The researchers found that the median time from genotype order to return of results was 1 day, with 75 percent of results available by the day after the procedure. CYP2C19 genotyping was performed in just under three-quarters of patients (72.8 percent). However, the frequency of genotype testing significantly varied over time. The authors note that it is unclear what specific factors contributed to the fluctuations in fidelity.

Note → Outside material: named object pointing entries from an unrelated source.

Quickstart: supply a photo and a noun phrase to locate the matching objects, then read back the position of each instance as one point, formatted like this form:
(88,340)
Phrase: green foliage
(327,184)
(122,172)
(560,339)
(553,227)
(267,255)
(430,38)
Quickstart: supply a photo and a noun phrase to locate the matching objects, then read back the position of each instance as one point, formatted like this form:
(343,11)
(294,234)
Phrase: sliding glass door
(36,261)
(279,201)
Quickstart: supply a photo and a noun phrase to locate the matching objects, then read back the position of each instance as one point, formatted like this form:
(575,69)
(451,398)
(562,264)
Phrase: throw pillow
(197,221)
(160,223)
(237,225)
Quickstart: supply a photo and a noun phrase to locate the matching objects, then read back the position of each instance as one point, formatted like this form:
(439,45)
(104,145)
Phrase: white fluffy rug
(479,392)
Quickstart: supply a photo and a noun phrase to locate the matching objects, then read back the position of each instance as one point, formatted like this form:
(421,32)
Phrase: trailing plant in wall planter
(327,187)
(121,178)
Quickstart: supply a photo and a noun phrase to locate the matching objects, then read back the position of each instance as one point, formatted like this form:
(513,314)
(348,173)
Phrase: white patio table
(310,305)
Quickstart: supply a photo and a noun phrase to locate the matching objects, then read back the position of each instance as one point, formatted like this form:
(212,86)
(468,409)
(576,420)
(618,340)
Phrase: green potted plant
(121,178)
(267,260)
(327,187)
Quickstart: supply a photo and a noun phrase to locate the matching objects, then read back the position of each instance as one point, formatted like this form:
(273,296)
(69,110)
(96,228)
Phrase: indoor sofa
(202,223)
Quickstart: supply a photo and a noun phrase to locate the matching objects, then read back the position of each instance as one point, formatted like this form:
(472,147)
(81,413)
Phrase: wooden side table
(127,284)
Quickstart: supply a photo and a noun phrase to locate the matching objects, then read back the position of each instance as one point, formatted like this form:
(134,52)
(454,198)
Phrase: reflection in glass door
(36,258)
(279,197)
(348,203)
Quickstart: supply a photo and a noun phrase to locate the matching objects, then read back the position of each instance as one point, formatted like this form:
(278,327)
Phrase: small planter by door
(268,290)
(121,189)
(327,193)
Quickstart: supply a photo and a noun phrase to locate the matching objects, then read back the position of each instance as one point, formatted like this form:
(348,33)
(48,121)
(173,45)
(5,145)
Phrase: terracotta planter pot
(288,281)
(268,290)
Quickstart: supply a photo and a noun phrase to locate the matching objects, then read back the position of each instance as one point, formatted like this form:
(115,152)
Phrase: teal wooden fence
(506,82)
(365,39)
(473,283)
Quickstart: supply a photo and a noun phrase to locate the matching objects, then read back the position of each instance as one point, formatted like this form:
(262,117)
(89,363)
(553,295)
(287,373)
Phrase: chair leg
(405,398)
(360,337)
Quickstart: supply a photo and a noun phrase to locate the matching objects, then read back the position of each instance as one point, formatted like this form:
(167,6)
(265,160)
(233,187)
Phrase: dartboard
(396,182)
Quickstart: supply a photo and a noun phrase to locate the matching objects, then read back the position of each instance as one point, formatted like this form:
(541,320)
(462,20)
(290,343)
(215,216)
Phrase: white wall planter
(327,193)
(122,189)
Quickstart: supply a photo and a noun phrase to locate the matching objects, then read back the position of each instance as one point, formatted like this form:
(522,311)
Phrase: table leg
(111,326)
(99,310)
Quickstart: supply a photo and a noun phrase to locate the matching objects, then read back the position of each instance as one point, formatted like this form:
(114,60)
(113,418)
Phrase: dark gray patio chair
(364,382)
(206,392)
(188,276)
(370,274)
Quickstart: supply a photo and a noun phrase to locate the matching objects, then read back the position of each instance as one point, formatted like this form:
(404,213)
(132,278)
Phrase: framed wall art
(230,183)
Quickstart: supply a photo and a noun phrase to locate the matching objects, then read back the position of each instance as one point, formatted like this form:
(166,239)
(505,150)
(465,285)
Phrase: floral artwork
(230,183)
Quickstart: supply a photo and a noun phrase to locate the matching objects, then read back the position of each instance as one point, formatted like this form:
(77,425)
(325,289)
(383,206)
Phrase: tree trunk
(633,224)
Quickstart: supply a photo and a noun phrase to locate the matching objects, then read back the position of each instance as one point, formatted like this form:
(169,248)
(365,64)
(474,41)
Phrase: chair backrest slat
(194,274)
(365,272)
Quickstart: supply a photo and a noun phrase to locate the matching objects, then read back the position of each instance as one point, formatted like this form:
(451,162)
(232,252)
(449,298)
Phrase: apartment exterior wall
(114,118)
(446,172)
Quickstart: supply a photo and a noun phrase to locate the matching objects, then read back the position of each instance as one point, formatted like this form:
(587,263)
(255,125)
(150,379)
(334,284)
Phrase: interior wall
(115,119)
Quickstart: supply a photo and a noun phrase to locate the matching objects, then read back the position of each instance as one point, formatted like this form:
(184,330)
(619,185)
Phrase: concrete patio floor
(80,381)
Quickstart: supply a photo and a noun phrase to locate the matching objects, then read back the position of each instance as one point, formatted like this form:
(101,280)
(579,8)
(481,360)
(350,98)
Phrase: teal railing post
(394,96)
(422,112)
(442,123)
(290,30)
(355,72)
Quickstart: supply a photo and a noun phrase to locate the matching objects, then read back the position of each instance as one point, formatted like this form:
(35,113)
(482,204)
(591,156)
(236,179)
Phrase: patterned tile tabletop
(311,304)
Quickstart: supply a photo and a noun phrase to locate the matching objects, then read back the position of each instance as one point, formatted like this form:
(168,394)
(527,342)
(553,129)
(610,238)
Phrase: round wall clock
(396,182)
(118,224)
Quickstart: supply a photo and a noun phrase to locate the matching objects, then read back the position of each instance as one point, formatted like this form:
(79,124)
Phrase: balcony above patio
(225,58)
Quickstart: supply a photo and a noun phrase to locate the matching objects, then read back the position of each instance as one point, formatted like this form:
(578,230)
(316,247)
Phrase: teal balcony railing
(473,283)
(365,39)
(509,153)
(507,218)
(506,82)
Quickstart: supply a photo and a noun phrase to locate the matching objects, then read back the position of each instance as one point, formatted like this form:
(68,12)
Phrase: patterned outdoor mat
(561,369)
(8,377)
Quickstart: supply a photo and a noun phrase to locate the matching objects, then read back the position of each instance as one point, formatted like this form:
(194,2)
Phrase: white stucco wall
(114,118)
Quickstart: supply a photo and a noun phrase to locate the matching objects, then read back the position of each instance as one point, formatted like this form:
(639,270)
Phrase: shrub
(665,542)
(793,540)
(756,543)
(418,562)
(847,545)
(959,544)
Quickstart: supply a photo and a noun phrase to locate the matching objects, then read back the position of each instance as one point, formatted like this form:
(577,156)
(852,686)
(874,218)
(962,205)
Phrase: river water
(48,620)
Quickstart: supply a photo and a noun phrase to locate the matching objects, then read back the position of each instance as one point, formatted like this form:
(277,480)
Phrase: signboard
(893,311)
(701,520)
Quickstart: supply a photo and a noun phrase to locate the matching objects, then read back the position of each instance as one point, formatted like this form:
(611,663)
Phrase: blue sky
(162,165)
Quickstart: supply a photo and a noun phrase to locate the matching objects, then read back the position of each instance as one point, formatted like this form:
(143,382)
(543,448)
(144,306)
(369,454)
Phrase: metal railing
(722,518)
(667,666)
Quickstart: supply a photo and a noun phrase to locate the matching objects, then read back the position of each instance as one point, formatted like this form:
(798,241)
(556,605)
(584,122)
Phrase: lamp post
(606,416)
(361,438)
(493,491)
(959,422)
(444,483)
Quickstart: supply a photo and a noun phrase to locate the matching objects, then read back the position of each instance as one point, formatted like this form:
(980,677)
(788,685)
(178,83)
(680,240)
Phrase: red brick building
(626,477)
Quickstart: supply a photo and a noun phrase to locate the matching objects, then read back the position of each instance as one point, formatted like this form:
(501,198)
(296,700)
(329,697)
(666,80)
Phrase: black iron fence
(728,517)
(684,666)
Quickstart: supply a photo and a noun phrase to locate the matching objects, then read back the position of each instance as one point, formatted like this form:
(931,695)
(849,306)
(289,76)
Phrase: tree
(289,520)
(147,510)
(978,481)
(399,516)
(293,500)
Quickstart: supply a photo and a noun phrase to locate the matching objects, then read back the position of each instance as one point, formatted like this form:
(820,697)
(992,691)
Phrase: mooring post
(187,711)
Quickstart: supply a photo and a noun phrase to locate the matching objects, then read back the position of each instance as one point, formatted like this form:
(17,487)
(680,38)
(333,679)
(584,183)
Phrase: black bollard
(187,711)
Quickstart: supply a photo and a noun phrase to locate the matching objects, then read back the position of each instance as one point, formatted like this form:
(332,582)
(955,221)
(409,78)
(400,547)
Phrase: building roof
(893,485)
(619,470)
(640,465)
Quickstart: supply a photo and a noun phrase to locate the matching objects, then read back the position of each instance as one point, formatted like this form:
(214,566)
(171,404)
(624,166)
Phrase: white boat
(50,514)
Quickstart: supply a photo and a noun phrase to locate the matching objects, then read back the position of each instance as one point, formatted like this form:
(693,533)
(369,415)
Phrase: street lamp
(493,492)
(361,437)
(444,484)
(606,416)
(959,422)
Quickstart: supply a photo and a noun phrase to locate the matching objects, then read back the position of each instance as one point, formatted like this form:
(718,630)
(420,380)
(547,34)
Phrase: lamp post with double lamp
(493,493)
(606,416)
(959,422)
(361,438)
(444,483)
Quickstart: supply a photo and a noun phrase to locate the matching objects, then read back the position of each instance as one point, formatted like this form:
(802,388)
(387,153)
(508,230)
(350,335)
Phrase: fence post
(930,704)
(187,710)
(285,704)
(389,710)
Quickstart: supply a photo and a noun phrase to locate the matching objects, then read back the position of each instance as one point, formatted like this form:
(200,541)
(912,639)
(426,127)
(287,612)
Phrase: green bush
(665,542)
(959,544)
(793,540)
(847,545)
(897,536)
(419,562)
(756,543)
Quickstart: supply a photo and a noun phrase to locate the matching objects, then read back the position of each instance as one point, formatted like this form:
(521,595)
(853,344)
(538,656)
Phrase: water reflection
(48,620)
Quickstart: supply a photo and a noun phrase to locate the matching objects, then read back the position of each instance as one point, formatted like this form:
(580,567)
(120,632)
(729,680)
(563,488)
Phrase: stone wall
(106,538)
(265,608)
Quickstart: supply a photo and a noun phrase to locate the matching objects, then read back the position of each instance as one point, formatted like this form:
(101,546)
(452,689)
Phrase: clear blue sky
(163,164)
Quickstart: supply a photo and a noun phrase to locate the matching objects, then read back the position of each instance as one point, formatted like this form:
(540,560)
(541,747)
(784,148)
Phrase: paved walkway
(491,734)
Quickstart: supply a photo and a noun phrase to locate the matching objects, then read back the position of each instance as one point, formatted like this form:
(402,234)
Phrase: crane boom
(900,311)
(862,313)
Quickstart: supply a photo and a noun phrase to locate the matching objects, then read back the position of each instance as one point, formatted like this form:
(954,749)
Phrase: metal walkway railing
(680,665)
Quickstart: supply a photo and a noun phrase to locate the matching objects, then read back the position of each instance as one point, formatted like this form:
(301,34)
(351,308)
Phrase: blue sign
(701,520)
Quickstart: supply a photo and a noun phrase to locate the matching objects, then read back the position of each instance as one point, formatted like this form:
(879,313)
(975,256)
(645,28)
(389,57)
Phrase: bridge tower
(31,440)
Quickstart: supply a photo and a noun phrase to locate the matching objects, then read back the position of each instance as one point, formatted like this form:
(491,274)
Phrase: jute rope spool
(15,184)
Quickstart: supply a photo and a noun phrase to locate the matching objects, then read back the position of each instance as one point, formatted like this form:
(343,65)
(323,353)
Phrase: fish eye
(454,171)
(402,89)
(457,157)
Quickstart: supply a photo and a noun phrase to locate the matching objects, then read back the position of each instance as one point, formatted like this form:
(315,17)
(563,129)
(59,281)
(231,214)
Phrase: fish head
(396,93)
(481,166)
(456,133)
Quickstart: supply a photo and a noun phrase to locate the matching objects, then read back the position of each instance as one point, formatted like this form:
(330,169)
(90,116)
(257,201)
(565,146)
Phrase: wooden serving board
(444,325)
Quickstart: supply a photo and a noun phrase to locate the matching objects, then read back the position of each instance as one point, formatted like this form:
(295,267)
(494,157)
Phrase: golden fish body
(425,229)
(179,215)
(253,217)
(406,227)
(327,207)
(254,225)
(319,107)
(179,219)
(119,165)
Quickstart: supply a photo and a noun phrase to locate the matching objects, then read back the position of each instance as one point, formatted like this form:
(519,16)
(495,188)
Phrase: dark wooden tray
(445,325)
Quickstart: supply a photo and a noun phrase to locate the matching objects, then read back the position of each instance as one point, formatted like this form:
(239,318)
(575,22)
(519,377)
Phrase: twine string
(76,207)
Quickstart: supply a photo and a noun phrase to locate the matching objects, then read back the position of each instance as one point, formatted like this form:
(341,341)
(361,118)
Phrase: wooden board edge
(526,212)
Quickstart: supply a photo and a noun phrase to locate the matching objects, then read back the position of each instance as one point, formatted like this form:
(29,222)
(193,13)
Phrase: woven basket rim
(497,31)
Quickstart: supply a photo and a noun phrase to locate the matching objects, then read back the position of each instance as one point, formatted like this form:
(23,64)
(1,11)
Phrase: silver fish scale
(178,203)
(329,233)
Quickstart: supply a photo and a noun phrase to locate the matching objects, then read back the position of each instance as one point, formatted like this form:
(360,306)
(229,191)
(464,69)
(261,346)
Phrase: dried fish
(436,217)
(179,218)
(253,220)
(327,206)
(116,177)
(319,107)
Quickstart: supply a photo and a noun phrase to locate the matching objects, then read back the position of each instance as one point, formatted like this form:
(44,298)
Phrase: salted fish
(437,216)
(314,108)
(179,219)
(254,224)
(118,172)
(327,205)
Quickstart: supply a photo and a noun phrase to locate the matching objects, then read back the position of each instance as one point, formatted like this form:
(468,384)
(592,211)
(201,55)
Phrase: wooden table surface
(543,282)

Among genotyped patients, just under one-third of patients (30.2 percent) carried one or two LOF alleles. Alternative DAPT was prescribed in approximately 71 percent of LOF allele carriers. Like genotype testing, use of alternative therapy in CYP2C19 intermediate and poor metabolizers varied significantly over time. The authors note that while recurrent clinician education was used, automated clinical decision support within the electronic health record (EHR) system to alert clinicians about the genotype result was not available during the study period.

Clinical outcomes were assessed in 999 patients with available 1-year follow-up. There was a significantly higher (four-fold) risk for major adverse cardiovascular or cerebrovascular in LOF carriers prescribed clopidogrel versus those prescribed alternative DAPT. But, bleeding event rates were similar across groups.

"The feasible implementation and sustainable use of a genotype-guided algorithm … was possible because of several key factors that alleviated logistical barriers," write the authors led by Craig Lee, Pharm.D., Ph.D., from University of North Carolina, Chapel Hill. "Notably, in-house genotype testing with prompt turnaround of results in the EHR, and interdisciplinary collaboration and communication among physicians, clinical pharmacists, and nurses have proven critical."

Takeaway: While several large studies are still ongoing, implementation of a CYP2C19 genotyping strategy to guide antiplatelet selection is feasible and appears to have clinically meaningfully impact on outcomes.